Somos o 7º país no ranking global de utilização da internet. De acordo com o IBGE, a média da família brasileira é de três pessoas por domicílio. Em uma residência em que o número de aparelhos conectados à internet cresce assustadoramente, o limite de uso certamente é um problema: se cada um possuir um smartphone e ao mesmo tempo outros aparelhos conectados à internet via cabo ou Wi-Fi como tablet, videogame, TV ou computador, a franquia contratada é atingida e ultrapassada com facilidade.

Especialistas alertam pela possibilidade de má qualidade nos serviços com a redução. Ao assistir um filme da Netflix, por exemplo (que são baixados via ´streaming´ – sistema de transmissão de som e imagem sem necessidade de downloads), o usuário consome cerca de 3 GB por hora. Se assistir um filme de duas horas na qualidade HD, o consumo é de 180 GB por mês, apenas de Netflix. Reduzindo o consumo (ou porque atingiu o limite ou por redução da velocidade), a qualidade do vídeo diminui. O mesmo se dá quando se ouve músicas em sites como Google Play e Spotify.

Hoje é possível configurar a qualidade de imagens dos vídeos em alguns serviços ´on line´ como Netflix e Youtube. Mas a manutenção de qualidade HD, por exigir maior consumo de dados para reprodução implicará, por consequência, no aumento dos valores cobrados.

O usuário que já possui planos de internet fixa deverá verificar junto à sua operadora se houve mudança do contrato atual. Quem deseja fazer novo contrato deve ficar atento às condições de uso do serviço, conferindo se há uma franquia mensal já estabelecida – ler as ´entrelinhas´ do contrato às vezes previne males e prejuízos maiores.

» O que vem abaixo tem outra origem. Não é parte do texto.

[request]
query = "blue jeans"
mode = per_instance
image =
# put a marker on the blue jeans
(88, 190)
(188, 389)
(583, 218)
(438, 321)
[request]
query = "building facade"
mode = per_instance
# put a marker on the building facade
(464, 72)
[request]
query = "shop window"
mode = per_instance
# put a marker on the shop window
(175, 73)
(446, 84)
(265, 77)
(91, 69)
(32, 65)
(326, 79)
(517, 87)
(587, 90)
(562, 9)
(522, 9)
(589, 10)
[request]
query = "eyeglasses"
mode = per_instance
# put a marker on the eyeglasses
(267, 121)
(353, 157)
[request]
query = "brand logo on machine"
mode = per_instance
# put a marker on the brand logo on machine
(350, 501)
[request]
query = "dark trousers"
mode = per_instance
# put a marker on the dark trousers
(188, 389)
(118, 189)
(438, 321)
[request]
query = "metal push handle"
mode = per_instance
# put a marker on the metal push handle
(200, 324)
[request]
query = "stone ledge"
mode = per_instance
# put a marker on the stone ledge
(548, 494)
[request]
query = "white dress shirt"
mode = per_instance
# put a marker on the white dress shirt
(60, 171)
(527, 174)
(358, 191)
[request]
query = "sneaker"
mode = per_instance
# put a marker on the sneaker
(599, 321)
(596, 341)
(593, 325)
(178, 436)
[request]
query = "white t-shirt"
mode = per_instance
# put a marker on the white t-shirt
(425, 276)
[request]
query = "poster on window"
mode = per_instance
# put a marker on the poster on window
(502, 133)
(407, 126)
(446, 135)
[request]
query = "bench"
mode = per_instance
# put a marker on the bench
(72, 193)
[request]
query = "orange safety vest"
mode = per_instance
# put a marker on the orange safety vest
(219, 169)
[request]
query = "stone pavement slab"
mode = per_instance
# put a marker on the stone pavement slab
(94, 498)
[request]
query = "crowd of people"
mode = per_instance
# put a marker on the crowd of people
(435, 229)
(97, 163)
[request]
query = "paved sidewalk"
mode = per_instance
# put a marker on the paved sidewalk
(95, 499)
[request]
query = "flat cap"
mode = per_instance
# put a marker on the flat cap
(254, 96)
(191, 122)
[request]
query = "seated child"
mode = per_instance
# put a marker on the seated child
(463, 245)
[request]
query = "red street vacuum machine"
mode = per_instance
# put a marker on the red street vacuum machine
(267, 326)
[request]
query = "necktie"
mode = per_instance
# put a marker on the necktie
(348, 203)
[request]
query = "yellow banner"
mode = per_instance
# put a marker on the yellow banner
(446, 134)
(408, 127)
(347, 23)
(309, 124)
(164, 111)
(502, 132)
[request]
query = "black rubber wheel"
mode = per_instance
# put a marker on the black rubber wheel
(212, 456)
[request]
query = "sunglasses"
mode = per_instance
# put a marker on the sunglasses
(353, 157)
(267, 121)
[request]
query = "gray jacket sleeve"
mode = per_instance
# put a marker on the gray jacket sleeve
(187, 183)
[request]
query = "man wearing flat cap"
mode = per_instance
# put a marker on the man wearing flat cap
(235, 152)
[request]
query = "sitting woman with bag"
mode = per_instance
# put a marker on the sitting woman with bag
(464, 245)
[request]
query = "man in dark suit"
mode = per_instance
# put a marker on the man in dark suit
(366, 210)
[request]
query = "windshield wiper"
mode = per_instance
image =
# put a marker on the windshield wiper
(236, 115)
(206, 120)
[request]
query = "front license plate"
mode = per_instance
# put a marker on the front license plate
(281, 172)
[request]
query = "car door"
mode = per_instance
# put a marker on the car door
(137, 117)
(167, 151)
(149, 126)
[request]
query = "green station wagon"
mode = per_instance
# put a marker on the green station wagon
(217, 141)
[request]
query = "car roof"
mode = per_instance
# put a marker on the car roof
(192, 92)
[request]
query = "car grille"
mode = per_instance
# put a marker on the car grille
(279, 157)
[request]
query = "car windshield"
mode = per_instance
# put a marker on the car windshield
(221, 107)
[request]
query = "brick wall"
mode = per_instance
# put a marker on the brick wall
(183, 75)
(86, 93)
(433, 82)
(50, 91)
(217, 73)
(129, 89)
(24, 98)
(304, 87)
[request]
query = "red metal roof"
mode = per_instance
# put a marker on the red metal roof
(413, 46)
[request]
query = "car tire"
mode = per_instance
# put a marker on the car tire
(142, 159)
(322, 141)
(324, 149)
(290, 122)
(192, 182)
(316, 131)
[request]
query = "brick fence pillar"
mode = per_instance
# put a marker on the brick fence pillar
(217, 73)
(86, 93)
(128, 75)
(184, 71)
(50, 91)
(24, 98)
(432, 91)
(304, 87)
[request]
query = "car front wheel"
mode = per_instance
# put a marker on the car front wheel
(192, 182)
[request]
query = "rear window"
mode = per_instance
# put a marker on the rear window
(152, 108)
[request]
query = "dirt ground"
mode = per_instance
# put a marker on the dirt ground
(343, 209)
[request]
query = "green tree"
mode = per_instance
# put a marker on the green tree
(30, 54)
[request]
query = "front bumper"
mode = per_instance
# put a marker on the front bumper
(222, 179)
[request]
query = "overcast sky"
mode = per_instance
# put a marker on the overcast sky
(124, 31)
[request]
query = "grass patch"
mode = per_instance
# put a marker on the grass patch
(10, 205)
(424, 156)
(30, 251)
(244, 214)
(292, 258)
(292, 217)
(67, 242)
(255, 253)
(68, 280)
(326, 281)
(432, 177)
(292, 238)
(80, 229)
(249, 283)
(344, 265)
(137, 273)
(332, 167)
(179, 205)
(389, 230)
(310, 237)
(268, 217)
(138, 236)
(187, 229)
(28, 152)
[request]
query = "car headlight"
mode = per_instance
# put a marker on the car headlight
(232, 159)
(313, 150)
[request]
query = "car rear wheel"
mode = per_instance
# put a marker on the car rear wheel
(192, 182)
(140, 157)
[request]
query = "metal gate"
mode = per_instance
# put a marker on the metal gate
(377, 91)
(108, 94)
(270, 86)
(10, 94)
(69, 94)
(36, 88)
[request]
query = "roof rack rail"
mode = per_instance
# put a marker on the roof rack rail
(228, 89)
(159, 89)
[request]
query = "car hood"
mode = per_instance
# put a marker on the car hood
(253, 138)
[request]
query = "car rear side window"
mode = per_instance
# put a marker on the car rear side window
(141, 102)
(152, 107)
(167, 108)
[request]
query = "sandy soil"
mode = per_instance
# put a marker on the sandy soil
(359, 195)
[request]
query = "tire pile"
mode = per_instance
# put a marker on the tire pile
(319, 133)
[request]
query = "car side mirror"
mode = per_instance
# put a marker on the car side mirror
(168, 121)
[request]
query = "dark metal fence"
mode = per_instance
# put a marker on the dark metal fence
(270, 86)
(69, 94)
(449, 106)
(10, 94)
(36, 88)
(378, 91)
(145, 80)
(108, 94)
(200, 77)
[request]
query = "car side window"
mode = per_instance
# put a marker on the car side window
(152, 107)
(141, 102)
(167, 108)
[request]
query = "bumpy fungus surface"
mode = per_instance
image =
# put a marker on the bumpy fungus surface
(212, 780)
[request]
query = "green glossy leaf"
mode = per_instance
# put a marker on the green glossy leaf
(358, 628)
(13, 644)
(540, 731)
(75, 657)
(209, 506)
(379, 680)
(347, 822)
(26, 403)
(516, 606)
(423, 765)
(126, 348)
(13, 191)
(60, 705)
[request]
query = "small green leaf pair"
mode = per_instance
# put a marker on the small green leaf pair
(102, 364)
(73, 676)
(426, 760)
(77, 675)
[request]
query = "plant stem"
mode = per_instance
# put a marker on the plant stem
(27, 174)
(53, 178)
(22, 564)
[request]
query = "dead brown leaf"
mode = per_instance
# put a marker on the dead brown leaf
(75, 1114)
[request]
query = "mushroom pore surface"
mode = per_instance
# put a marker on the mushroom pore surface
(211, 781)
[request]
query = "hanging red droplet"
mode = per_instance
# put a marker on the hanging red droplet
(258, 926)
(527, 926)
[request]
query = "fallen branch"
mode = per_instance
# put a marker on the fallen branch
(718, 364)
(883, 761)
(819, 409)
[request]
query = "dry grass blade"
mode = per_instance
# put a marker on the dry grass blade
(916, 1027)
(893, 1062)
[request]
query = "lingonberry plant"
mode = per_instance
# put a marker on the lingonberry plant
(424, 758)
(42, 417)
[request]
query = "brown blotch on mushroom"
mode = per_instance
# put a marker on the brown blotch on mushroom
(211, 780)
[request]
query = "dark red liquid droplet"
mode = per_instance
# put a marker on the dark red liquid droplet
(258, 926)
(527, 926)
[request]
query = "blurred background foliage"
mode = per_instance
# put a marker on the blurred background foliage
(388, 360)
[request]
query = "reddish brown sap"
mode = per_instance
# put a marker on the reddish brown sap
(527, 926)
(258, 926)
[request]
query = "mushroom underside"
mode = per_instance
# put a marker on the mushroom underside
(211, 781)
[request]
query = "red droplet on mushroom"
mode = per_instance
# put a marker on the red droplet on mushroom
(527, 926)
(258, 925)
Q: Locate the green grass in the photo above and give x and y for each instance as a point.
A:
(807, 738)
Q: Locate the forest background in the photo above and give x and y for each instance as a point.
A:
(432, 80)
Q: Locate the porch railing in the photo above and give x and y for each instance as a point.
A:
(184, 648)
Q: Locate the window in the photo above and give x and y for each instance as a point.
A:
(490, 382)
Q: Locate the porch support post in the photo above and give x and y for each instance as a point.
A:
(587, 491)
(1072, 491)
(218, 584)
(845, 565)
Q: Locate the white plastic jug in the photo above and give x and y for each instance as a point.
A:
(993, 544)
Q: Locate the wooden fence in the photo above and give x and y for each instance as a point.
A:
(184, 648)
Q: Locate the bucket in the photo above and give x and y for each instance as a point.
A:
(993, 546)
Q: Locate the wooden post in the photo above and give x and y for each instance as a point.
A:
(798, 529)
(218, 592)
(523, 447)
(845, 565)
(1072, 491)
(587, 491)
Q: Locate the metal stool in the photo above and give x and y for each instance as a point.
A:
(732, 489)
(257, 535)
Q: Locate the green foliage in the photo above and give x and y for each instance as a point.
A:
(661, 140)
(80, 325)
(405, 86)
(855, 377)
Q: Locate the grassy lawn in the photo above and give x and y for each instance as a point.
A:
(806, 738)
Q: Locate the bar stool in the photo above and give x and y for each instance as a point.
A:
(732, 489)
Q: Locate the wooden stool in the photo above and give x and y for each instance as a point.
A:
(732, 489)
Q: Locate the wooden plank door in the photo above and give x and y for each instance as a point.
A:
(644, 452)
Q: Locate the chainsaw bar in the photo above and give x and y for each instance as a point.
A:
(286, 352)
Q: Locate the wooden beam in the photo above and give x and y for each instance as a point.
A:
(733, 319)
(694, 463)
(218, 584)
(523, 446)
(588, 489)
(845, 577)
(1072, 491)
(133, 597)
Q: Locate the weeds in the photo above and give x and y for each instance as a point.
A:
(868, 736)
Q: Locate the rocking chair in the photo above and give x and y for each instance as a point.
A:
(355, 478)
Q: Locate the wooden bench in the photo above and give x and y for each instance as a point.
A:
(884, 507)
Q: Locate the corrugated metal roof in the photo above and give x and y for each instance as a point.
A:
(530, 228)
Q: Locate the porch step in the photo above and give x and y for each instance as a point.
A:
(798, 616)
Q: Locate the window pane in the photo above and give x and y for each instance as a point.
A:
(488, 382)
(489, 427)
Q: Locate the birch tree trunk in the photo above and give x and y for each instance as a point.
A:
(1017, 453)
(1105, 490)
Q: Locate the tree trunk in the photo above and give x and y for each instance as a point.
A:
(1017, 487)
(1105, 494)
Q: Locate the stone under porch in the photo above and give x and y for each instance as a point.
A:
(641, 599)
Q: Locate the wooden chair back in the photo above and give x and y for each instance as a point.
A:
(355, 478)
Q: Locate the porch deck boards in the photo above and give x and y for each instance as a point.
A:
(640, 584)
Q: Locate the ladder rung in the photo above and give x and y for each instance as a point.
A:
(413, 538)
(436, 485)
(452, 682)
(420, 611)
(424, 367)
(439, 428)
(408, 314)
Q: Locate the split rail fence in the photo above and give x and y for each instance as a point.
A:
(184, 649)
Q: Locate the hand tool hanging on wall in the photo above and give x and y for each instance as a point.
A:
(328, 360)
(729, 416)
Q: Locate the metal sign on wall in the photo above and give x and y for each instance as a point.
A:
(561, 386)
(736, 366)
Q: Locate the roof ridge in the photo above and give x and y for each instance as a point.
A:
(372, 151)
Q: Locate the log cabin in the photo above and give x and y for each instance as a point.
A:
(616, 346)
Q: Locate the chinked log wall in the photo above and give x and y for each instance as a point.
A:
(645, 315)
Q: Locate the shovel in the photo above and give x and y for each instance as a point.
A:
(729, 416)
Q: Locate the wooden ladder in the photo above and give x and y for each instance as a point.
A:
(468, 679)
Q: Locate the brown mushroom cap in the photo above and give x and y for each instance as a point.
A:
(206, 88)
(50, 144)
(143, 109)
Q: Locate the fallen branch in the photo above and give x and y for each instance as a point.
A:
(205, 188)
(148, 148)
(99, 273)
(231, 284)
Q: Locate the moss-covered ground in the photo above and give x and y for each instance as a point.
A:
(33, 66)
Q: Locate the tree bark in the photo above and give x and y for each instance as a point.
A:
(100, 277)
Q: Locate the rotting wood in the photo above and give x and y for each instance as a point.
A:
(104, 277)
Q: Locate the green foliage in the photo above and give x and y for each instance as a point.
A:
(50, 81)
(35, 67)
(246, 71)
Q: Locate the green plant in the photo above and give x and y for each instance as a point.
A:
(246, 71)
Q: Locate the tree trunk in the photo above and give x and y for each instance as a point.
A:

Em um cenário em que utilizam cada vez mais serviços via ´streaming´, considero que a mudança será negativa pelo risco de encarecer ainda mais um serviço que já é caríssimo pela qualidade oferecida, comparado a outros países em que se obtém internet rápida e barata. O novo modelo fragmentará os usuários em duas classes: aqueles que podem pagar por planos de dados maiores e os que não podem e por consequência sofrerão a restrição de acesso integral à rede.

O usuário não tem controle prévio efetivo do que irá consumir, uma vez que é tecnicamente impossível que cada página ou serviço da internet informe antes de ser carregada qual será o efetivo consumo, mesmo porque a rede é mundial e não se compõe apenas de páginas, vídeos, jogos e músicas – há outros inúmeros serviços e com eles a impossibilidade de se medir de forma clara o tamanho do tráfego de dados.

Assim, qualquer limitação se torna abusiva ao consumidor, porque ao necessitar contratar pacotes adicionais para atender sua necessidade ele perde o poder de escolha e sofre graves prejuízos financeiros – violações proibidas pelo CDC. Além disso, as regulamentações da ANATEL precisam estar submissas e restritas à lei, não se sobrepondo também à Lei do Marco Civil, no que lhe contraria. A definição do assunto, parece, caberá à justiça.